Paper sculptor Helen Musselwhite was named overall winner at the V&A Illustration Awards last night for Ten Myths of Creativity series, illustrating an article by author Audrey Niffenegger.

Paper sculptor Helen Musselwhite was named overall winner at the V&A Illustration Awards last night for her Ten Myths of Creativity series, illustrating an article by author Audrey Niffenegger.

Musselwhite created a series of paper skulls for the article, which was published in the Royal Academy of Dance’s Dance Gazette in February last year and explored popular myths surrounding the creative process.

Skulls were constructed by hand using papers in various weights, and Musselwhite says the images represent the extremes of “that lightbulb moment when you know you’ve nailed it versus the crushing feeling of despair and insecurity when the creative juices aren’t flowing and you feel you’re on the edge.”

 

The project also won this year’s editorial award and judges Gary Cochrane, art director at the Telegraph Media Group; Peter Dyer, art director at Profile Books and Moira Gemmill, director of design at the V&A, says Musselwhite received the top prize for her skilful execution and the “light, deft way” she had used an unusual technique.

This year’s book cover award went to Anne-Marie Jones, who created a beautiful image for the Folio Society’s edition of DH Lawrence novel, Sons and Lovers (above).

The image is made up of various painted body parts assembled in a digital collage, and is designed to convey the sense of physicality and attachment in Lawrence’s text. Jones created several illustrations for the book, which is one of a series of classic novels re-issued by the publisher with original artwork throughout.

Yasmeen Ismail received the book illustration award for her debut picture book, Time for Bed, Fred!, which features a series of charming watercolour scenes:

 

 

And this year’s student award, judged by illustrator Leah Fusco and designer James Nunn, went to the University of Westminster’s Grace Russell for her abstract collages based on scenes from Robert MacFarlane’s book The Wild Places.

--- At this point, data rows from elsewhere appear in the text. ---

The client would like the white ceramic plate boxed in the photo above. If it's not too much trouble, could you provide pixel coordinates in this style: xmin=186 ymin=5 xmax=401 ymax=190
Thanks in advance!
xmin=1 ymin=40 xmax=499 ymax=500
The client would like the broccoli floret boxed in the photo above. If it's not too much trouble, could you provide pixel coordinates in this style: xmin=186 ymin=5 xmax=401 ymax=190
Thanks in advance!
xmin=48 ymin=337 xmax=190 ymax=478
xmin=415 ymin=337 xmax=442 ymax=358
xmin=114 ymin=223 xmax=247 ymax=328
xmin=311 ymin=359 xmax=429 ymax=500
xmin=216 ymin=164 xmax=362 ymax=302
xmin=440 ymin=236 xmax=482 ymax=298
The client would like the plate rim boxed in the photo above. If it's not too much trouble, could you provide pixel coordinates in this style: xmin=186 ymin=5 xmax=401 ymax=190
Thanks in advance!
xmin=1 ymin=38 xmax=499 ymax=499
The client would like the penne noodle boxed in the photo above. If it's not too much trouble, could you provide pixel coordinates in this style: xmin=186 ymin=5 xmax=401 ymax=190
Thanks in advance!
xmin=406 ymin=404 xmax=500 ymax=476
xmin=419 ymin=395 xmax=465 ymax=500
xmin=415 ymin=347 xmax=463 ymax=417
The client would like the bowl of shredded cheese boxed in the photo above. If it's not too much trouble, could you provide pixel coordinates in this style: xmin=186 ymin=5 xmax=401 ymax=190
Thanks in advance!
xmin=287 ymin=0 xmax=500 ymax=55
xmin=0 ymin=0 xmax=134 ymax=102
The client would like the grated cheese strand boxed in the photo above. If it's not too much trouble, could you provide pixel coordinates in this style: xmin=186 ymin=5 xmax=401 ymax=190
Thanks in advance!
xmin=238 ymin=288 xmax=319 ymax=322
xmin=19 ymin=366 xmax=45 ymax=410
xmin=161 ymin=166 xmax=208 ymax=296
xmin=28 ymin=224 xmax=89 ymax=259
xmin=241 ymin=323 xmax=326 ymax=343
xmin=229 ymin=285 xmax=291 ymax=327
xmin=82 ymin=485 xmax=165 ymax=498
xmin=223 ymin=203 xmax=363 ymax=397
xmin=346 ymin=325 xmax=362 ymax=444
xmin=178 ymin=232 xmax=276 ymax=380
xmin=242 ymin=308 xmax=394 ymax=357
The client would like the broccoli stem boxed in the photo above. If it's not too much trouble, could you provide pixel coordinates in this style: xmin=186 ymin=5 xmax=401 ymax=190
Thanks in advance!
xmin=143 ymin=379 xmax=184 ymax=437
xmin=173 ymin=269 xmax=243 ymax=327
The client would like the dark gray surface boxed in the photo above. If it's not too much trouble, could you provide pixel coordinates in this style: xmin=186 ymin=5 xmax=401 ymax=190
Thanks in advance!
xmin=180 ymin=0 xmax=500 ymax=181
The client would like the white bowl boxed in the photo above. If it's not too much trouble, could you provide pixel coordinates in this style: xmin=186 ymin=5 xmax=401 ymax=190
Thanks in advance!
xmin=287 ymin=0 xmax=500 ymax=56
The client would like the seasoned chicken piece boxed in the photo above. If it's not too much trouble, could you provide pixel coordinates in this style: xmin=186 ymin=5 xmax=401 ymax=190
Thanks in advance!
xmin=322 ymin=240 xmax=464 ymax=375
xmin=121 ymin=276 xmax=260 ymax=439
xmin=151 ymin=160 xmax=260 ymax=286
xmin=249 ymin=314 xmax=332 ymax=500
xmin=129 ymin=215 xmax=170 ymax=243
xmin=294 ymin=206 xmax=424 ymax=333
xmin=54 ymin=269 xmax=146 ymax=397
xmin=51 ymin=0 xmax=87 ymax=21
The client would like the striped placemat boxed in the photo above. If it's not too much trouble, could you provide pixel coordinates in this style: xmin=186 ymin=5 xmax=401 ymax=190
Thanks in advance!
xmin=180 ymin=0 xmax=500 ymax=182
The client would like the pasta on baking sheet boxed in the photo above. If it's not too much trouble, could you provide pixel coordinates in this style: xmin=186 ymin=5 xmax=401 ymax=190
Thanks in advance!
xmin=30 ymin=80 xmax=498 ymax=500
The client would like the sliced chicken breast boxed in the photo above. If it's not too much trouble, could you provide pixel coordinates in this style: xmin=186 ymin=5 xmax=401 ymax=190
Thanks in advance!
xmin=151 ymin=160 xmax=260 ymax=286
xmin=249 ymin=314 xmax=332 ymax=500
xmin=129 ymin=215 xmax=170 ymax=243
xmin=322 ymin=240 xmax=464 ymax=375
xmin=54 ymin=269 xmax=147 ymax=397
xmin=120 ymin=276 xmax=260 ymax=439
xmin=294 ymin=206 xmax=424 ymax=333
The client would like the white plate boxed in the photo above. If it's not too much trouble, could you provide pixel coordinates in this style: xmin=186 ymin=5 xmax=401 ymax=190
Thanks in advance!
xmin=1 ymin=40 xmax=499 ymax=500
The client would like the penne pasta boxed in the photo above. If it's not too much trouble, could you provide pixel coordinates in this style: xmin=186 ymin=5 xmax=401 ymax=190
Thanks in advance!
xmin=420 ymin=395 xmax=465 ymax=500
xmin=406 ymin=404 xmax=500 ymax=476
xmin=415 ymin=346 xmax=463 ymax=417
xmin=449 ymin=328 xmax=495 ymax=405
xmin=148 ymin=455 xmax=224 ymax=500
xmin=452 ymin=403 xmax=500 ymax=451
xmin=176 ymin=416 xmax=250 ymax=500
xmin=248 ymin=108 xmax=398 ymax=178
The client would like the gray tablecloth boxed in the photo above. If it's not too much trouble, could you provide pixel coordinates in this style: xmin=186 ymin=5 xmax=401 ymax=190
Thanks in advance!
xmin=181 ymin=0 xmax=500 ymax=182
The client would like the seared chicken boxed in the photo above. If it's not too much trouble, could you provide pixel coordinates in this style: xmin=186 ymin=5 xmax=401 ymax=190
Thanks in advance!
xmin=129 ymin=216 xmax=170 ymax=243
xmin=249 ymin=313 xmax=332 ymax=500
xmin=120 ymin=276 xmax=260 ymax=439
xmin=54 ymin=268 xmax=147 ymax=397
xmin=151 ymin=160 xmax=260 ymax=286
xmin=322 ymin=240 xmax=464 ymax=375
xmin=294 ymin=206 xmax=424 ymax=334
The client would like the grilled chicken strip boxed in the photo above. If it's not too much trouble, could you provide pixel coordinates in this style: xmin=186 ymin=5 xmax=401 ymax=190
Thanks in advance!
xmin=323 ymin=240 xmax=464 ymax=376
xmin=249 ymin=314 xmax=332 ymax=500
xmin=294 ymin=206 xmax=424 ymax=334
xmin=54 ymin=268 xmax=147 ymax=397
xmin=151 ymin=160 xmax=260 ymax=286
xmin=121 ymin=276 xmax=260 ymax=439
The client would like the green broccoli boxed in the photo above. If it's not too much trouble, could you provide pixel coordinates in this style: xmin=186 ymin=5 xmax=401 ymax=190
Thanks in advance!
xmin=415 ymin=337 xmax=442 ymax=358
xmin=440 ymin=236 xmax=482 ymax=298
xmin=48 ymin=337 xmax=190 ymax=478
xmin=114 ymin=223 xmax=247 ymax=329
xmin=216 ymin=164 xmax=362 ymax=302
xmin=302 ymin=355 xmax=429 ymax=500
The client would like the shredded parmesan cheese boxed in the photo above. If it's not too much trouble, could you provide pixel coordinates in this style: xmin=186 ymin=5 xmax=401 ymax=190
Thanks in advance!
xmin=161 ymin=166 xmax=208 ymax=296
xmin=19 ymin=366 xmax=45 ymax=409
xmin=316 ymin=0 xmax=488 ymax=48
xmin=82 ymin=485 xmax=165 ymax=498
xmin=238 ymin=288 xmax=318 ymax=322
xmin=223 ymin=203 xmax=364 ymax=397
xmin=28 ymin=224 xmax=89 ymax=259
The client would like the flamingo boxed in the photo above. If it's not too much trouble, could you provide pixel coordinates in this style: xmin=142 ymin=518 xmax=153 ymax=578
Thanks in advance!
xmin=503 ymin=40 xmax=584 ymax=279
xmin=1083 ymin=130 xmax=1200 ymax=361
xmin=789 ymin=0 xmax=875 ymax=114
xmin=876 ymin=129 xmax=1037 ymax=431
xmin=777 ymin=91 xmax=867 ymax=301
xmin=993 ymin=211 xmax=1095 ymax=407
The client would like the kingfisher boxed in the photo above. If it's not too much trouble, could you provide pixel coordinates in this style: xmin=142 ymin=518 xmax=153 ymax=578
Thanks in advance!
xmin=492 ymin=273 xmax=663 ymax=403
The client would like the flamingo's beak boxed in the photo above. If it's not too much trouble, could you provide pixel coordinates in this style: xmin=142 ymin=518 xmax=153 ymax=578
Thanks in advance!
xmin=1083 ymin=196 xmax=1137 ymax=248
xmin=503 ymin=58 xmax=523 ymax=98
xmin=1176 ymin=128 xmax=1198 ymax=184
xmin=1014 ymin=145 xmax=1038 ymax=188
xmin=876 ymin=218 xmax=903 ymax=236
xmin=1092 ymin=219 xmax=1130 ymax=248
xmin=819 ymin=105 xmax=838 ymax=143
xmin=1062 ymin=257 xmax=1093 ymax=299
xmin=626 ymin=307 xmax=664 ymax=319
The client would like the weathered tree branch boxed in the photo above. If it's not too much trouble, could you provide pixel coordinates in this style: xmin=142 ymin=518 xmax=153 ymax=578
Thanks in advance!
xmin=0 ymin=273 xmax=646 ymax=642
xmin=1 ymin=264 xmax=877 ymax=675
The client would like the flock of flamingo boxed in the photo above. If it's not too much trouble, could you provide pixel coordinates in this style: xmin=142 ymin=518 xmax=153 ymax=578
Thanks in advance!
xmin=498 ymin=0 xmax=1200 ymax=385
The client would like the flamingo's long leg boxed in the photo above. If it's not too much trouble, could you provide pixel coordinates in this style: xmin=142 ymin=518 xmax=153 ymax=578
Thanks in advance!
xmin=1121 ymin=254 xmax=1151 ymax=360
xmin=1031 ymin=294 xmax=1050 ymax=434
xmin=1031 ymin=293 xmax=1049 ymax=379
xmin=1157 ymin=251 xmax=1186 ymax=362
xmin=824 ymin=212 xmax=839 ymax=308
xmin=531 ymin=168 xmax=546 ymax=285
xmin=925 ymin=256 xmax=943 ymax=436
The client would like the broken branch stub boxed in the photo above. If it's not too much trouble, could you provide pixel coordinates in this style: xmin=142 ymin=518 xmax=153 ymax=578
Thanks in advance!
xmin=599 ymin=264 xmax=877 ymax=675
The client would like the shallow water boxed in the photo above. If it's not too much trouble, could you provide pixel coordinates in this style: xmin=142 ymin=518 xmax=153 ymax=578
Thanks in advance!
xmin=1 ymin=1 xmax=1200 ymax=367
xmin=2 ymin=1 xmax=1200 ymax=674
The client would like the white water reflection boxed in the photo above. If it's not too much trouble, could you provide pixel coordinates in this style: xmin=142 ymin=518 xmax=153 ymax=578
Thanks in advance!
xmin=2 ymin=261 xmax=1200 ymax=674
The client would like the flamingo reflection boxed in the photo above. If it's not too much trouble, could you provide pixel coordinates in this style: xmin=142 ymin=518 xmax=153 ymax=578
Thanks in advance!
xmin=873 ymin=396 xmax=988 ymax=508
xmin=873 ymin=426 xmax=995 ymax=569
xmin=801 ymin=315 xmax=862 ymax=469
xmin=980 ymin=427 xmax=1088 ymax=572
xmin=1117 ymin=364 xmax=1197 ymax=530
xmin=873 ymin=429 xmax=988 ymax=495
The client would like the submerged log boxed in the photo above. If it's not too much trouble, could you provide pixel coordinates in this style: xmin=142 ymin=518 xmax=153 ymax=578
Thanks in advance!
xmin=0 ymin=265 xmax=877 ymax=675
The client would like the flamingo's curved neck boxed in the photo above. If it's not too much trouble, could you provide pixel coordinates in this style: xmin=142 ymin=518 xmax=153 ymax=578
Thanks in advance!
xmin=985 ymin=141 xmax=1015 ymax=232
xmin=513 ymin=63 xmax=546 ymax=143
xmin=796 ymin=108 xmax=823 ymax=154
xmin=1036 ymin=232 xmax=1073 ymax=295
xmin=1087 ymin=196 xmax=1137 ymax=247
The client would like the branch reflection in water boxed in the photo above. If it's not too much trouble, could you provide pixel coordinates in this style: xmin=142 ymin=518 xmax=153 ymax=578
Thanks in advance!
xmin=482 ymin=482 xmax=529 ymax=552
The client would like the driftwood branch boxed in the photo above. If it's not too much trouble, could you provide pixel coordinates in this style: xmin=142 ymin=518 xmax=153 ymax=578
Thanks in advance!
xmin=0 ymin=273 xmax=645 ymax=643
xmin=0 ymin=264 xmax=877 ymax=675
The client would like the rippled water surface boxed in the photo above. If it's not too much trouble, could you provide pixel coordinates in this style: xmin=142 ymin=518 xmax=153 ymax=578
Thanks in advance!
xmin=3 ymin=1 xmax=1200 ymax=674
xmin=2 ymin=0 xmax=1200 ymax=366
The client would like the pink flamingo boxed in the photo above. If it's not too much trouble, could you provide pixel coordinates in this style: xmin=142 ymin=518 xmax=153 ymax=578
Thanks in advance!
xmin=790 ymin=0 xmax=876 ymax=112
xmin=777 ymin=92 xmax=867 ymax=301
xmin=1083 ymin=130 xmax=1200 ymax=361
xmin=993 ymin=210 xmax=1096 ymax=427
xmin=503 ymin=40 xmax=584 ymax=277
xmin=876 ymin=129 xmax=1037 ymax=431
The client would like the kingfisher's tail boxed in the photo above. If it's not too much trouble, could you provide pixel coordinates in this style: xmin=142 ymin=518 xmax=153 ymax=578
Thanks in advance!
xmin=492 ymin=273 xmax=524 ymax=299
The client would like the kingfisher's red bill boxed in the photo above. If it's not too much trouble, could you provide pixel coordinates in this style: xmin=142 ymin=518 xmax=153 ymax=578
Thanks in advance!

Russell says the artworks are inspired by the philosophy “that an environment is made up not just from its aesthetic and physical presence, but also one’s own journey, memories, experiences and physical and emotional responses.”

Kingston University’s Vivian Chan received the runner-up student prize for her illustrations of fashion show London Fashion Scout. Chan was given backstage access at the event and created 70 drawings, sometimes sketching for up to 13 hours a day.

Winners of each category receive £2000, with an additional £2000 awarded to the overall winner. Winning illustrations are on display at the National Art Library’s Landing Gallery until July 2, and you can view all of this year’s entries on the V&A’s website.